Google has unveiled its latest video-generating AI model, Veo 3, at the 2025 Google I/O developer conference. This innovative model is capable of not only creating high-quality video footage but also generating synchronized audio, which includes sound effects, background noises, and dialogue. This marks a significant advancement from its predecessor, Veo 2, in terms of overall performance and output quality.
Veo 3 is available for subscribers of Google’s $249.99-per-month AI Ultra plan and can be accessed through the Gemini chatbot app. The model accepts prompts in the form of text or images, allowing users to describe characters, settings, and even dictate how dialogue should sound. Demis Hassabis, CEO of Google DeepMind, highlighted this development as a move away from “the silent era of video generation,” showcasing Veo 3’s ability to create a more immersive viewer experience.
The market for video generation tools is becoming increasingly crowded, with many startups and tech giants, including OpenAI and Alibaba, racing to release similar technologies. While numerous providers exist, Veo 3 aims to distinguish itself with its advanced audio capabilities. It can automatically sync generated sounds to video clips by understanding the raw pixel data, a unique feature that may set it apart from competitors.

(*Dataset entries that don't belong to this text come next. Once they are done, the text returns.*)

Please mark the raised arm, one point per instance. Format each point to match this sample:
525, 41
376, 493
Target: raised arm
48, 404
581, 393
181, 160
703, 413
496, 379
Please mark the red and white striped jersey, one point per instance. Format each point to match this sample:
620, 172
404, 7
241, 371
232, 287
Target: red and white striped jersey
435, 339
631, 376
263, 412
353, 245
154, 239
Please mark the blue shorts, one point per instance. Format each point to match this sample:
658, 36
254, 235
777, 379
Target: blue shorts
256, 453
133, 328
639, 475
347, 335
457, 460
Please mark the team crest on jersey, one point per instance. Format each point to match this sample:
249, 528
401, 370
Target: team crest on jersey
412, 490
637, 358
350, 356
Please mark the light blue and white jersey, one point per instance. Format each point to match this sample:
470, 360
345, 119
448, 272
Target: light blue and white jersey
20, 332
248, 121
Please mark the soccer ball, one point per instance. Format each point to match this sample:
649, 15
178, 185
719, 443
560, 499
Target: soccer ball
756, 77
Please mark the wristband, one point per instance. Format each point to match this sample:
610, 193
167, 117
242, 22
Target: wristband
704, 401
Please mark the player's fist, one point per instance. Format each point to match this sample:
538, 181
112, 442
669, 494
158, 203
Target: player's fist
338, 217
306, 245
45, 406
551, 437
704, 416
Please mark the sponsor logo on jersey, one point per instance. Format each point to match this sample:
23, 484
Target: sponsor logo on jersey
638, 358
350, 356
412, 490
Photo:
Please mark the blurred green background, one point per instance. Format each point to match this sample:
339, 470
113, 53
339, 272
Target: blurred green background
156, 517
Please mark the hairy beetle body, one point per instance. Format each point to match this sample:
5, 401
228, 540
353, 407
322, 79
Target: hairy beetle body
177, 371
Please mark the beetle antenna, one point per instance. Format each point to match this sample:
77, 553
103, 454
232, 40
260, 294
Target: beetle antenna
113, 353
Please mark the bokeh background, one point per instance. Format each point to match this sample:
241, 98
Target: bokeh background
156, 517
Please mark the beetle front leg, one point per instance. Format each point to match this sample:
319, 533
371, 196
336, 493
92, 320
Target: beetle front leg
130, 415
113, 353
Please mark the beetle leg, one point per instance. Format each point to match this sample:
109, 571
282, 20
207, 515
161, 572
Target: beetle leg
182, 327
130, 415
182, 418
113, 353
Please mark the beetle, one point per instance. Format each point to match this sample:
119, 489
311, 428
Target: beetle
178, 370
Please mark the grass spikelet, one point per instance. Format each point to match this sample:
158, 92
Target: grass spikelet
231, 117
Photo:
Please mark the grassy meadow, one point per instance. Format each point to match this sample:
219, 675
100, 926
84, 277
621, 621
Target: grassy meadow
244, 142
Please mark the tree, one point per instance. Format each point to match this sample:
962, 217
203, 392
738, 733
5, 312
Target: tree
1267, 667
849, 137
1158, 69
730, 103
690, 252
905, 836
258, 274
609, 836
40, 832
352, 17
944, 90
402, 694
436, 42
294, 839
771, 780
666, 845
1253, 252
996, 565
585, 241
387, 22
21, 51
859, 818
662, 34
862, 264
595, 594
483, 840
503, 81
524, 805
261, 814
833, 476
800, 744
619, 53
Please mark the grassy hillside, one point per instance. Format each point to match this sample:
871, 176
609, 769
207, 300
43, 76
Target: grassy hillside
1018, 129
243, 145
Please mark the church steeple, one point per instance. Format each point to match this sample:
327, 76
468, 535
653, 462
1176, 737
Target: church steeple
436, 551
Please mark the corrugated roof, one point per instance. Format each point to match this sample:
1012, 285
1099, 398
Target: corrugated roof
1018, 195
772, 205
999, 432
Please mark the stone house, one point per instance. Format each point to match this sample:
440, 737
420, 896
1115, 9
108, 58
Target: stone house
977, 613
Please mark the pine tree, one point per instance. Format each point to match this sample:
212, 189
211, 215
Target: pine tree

Veo 3’s audio capabilities are likely rooted in previous work done by DeepMind in “video-to-audio” AI, specifically their efforts to train models to create soundtracks by analyzing arrays of sounds and dialogue alongside video content. Although the exact content used for training Veo 3 remains undisclosed, it is plausible that YouTube, which is owned by Google, plays a crucial role in its training data.
This development holds promise for various industries, from filmmaking to content creation, providing tools that enhance creativity and productivity. As AI technology evolves, the integration of audio with video generation could lead to new opportunities for enhanced storytelling and improved user engagement, ushering in a new era of multimedia creativity.